Nacre-inspired highly stretchable piezoresistive Cu–Ag nanowire/graphene synergistic conductive networks for strain sensors and beyond

Abstract

Recently, it has become highly desirable but remains a challenge to design strain-sensing materials with rational geometric structures that endow the strain sensors with high sensitivity, large stretchability and a broad sensing range simultaneously. Herein, core–shell Cu–Ag nanowires (NWs) with tunable morphology and oxidation-resistance are achieved by an effective galvanic replacement reaction between Cu NWs and Ag(NH₃)₂⁺ without any additional heating, stirring or reducing agent. When the mass ratio of Cu NWs to AgNO₃ is 8 : 6, Cu–Ag NWs exhibit the best oxidation-resistance and electrical conductivity retention in harsh environments. Nacre-mimetic conductive composites are achieved by embedding porous conductive networks composed of Cu–Ag NWs/reduced graphene oxide (rGO) in a poly(styrene-block-butadiene-block-styrene) (SBS) matrix, enabling the process to be simple, energy-saving, and scalable.

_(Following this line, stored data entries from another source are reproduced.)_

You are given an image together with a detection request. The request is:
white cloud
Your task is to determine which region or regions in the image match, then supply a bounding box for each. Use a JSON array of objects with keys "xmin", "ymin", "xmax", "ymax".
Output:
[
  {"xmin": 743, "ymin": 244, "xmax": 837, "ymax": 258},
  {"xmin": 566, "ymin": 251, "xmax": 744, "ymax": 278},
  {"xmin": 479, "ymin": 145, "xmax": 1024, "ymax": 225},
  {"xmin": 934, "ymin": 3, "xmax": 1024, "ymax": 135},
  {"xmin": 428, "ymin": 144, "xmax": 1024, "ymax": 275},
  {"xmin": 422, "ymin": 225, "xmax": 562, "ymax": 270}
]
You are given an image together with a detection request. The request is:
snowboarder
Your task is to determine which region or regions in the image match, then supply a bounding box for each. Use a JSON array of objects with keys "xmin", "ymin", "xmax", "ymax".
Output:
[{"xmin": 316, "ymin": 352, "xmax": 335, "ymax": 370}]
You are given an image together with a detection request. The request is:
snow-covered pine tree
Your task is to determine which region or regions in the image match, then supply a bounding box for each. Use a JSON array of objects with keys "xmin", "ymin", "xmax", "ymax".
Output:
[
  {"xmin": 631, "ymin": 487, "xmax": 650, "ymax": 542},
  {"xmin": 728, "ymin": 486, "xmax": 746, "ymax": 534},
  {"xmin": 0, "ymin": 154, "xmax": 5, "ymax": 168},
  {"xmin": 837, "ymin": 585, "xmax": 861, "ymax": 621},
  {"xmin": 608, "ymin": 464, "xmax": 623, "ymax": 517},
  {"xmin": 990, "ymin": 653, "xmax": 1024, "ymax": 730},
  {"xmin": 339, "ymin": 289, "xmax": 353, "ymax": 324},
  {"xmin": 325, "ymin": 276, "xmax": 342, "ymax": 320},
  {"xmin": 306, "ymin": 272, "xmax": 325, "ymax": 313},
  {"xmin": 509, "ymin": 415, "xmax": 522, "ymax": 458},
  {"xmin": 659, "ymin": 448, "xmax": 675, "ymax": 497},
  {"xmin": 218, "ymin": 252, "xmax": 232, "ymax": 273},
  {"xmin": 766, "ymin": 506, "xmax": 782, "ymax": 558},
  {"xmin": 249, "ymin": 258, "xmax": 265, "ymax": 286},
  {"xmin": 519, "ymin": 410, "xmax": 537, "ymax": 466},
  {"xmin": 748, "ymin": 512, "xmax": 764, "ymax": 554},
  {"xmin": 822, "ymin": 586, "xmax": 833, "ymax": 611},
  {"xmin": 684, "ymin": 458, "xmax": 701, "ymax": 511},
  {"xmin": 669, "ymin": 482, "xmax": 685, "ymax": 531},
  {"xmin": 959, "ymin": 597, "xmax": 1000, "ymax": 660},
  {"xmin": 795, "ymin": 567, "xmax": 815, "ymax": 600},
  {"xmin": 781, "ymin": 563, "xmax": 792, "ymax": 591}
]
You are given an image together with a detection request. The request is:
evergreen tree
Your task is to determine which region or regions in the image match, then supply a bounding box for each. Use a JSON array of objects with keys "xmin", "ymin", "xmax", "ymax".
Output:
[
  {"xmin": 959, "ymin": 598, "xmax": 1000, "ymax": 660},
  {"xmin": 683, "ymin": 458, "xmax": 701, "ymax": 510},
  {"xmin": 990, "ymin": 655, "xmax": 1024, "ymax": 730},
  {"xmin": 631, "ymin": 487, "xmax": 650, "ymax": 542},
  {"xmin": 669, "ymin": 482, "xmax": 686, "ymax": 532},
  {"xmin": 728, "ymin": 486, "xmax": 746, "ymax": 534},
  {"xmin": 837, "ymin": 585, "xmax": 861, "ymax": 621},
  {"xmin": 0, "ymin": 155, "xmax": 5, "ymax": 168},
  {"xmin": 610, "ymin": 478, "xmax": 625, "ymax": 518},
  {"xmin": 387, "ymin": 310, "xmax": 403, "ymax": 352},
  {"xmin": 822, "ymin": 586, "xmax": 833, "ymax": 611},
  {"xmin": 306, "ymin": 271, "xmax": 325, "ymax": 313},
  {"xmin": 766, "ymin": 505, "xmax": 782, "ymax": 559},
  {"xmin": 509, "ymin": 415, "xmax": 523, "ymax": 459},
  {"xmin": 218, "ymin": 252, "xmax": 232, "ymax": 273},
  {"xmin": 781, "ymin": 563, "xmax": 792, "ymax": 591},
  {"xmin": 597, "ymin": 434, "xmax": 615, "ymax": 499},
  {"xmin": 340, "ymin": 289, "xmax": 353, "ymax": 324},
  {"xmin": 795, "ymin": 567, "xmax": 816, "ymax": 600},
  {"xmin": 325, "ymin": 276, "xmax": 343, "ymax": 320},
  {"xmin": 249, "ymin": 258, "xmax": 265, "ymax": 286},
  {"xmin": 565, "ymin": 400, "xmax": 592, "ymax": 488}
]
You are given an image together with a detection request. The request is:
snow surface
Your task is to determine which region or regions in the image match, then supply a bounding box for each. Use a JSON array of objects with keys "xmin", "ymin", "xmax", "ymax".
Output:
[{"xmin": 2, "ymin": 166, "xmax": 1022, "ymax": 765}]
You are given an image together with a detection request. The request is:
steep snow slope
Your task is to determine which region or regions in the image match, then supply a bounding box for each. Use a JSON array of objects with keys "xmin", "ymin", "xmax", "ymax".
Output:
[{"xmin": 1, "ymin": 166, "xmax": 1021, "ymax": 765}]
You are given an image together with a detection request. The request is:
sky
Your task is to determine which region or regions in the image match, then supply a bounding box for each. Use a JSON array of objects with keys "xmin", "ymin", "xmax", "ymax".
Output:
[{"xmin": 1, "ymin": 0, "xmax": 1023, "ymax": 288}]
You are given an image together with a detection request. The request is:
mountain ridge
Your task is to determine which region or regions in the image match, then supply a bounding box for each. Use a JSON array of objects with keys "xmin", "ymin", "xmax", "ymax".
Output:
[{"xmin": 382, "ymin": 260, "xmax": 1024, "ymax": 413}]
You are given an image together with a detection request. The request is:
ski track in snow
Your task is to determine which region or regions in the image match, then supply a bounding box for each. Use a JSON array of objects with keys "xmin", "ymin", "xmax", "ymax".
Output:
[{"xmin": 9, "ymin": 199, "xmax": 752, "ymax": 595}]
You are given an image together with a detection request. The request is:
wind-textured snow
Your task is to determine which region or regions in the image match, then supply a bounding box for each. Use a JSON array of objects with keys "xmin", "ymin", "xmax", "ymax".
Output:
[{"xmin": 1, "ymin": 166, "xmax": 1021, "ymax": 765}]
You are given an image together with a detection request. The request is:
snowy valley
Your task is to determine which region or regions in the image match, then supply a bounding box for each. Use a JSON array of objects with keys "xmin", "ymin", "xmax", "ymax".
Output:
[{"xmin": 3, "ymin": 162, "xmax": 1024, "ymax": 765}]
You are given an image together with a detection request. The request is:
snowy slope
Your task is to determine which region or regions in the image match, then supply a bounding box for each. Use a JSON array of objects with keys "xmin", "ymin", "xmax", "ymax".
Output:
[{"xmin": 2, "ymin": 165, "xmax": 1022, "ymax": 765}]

They can detect both tiny and large deformations with a wide sensing range (up to 374% strain), high sensitivity (a gauge factor up to 87 362), high break elongation (up to 660% strain), and excellent reliability and stability. This successful combination of huge sensing range and high sensitivity is attributed to the high stretchability of the SBS “mortar”, the hierarchical architecture and the synergistic effects of sensitive two-dimensional (2D) rGO, and the conductive stretchable one-dimensional (1D) Cu–Ag NW “brick”. In addition, the composites can be used as patterned conductive interconnects for light-emitting diodes.